Rain Forest Weekends at Roaring Camp Railroads

Learn about those epic trees you're chugging by, choo choo.

Roaring Camp Railroads

SO MANY PLACES TO LOOK: If you asked a lover of vintage trains and a lover of forests and a lover of weekend outings and a lover of people-watching what most grasps their attention when everything great seems to be happening at once, you're apt to get an answer that goes along the lines of "all of it." You've been there, in a pleasant place, where much is going down: You're trying to soak it in, and memorize every last detail, which means that your eyes and ears are darting all over the dang place (if ears could be said to actually dart). But picking out one major element of an outing, for your full focus, is often the better route.
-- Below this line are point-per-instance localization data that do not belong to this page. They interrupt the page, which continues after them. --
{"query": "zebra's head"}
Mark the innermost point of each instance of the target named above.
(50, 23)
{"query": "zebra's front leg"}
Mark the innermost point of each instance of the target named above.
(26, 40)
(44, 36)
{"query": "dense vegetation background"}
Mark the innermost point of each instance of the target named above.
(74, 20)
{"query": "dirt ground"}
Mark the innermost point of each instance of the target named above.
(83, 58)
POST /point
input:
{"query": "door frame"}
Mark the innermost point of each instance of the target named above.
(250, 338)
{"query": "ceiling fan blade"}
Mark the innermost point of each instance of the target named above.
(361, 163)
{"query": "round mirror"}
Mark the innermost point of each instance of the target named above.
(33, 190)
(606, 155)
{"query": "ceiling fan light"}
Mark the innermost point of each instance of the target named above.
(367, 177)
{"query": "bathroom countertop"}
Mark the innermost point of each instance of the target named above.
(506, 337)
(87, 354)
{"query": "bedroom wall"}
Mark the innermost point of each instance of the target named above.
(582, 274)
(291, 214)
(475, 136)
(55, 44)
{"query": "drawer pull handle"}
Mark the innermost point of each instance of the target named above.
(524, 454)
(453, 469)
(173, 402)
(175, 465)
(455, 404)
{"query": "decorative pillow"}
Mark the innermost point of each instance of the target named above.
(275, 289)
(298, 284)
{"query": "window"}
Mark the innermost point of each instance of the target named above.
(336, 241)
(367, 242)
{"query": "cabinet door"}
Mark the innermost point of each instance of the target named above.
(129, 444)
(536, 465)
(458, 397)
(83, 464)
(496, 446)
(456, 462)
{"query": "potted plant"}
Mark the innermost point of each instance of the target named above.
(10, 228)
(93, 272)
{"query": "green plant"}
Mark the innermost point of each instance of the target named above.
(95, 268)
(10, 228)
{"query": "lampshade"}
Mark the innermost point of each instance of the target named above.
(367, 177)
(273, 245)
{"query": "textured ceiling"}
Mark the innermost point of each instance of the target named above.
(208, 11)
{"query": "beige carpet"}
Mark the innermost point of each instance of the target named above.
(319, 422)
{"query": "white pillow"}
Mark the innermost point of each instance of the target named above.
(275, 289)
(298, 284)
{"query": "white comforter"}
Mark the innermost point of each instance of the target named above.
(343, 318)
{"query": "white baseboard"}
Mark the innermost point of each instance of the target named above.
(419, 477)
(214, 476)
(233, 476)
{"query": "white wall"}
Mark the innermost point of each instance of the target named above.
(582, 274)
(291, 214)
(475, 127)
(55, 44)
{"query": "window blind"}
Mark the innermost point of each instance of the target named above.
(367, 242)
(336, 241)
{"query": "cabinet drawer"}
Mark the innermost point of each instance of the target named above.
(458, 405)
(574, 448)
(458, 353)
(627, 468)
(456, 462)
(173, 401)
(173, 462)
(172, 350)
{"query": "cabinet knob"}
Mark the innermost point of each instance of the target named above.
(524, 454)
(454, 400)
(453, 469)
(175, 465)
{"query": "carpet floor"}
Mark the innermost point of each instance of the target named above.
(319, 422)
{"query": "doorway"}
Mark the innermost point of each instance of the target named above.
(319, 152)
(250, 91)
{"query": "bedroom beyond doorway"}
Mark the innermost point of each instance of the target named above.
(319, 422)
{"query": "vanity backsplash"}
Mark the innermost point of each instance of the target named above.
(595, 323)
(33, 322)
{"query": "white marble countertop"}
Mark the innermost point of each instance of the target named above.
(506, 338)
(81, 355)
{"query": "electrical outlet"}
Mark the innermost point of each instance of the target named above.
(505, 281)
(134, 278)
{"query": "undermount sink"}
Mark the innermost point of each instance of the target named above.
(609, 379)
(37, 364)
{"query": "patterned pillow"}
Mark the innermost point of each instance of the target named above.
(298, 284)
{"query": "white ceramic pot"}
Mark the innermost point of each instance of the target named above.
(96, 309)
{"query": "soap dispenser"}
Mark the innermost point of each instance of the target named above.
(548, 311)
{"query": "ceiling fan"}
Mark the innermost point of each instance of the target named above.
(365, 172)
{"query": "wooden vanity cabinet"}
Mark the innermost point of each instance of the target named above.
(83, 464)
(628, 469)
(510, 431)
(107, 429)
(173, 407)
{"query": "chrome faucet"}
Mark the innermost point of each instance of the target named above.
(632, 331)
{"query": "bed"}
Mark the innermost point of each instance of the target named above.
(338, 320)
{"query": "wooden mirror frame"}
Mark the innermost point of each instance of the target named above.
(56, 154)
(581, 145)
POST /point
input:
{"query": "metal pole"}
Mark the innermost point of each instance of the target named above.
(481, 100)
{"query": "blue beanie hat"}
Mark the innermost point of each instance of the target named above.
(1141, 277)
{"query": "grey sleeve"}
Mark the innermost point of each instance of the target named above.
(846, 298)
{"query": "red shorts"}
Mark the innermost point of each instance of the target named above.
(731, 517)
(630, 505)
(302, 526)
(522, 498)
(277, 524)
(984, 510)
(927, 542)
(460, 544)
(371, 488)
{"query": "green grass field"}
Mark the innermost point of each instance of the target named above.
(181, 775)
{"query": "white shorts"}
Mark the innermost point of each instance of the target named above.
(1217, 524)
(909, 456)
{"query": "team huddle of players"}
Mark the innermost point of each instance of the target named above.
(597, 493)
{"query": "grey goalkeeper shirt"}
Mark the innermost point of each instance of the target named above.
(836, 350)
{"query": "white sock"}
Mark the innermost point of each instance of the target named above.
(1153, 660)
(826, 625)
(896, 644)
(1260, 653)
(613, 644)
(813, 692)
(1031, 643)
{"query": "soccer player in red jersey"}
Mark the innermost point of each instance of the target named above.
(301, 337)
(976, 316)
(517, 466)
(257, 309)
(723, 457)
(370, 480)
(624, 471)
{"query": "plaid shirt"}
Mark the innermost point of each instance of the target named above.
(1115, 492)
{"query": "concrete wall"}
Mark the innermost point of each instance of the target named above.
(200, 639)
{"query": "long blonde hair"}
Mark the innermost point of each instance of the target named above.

THE EXTRA CONCENTRATION... pays rewards later on, when you rhapsodize about what you admired via that singular focus. And deserving of our singular focus, as often as we can give it, are our coastal redwoods, those bark-laden behemoths that dot our state's water-close regions. The Roaring Camp Railroads wends by a number of redwoods along its Santa Cruz Mountains route, redwoods that can always be seen regardless of the theme of the trip (Halloween, the holidays, heritage happenings). But what if the sentinels that stand near the tracks, or not too far, at least, were given their own from-the-train spotlight of sorts? Then you'd have a...

RAIN FOREST WEEKEND... which is going on through March at Roaring Camp. The trains'll consider those giants and how "the forest flourishes in moderate temperatures and a year-round water supply provided by the Pacific systems and dense fog." Fascinating facts for all forest fans, and if you love trains as dearly as the woods they roam? This could be your double-the-delight ride. The Rain Forest Rides are happening every Saturday and Sunday through the end of March. Here's a question we'd ask from the rails: How much smaller were the trees when Roaring Camp was founded back in the mid-1800s? Probably not too much smaller, given a redwood's rather epic timeline. There are many trains in the world, but only a fortunate few visit some of the tallest living things on the planet.